As we consider if these differing models should be used simultaneously, or if it is better to use them independently, we must remind ourselves that project management “methodologies should be designed to support the corporate culture, not vice versa” (Kerzner, 2003).  This implies, in certain cases, a mix of these models could evolve into a custom model tailored to reduce a project’s timeline.  However, an optimum mix of these models must be based on a clear understanding of when a RAD approach is appropriate.  A RAD approach is suitable under conditions such as the following  (Gantthead.com, n.d.):

  • When project objectives are well defined

  • When decisions can be made by a small number of project members

  • When technical architecture is clearly defined, and key technology components are already installed and tested

  • When technical requirements are well within the capabilities of the technology in use

Although a RAD approach does not seem appropriate for all projects, it could enhance a general project management approach, but not without first excluding the activities that could become compromised.  For instance, a project's standards and protocols could be negatively affected by a RAD approach because, by cutting corners in these areas, subsequent uniformity of operations could become less efficient – the opposite of the project’s objective.  Alternately, an intended level of support could be reduced by a margin greater than the estimated impact of its reduction on its support function.
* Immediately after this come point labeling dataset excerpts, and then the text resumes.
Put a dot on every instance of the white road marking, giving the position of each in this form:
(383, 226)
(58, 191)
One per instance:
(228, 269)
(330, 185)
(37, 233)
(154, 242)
RAD does provide significant time and cost savings over general project management approaches when applied to “non-mission-critical project initiatives” (Shaw, 2005).  Ultimately, the challenge in every project is to determine how great a deficiency and increased possibility of risk can be tolerated by incorporating a RAD approach, in exchange for a reduction of the general project management timeline.

References

Gantthead.com. (n.d.). Process/Project RAD – RAD – Rapid application development processes. Retrieved February 18, 2006, from http://www.gantthead.com/process/processMain.cfm?ID=2-19516-2.

Kerzner, H. (2003). Project management a systems approach to planning, scheduling, and controlling (8th ed.). Hoboken, NJ: John Wiley & Sons, Inc.

Maner, W. (1997). Rapid application development. Retrieved February 18, 2006, from http://csweb.cs.bgsu.edu/maner/domains/RAD.htm#2.

Project Management Institute. (2004). A guide to the project management body of knowledge (PMBOK guide) (3rd ed.). Newton Square, PA: Author.

Shaw, B. (2005). Totally RAD, Dude – Managing rapid application development expectations. Retrieved February 19, 2006, from Project Perfect Web site: http://www.projectperfect.com.au/info_rad.php.

Yourdon, E. (2000). Success in E-projects. Computerworld, 34, 36. Retrieved February 18, 2006, from Business Source Elite database.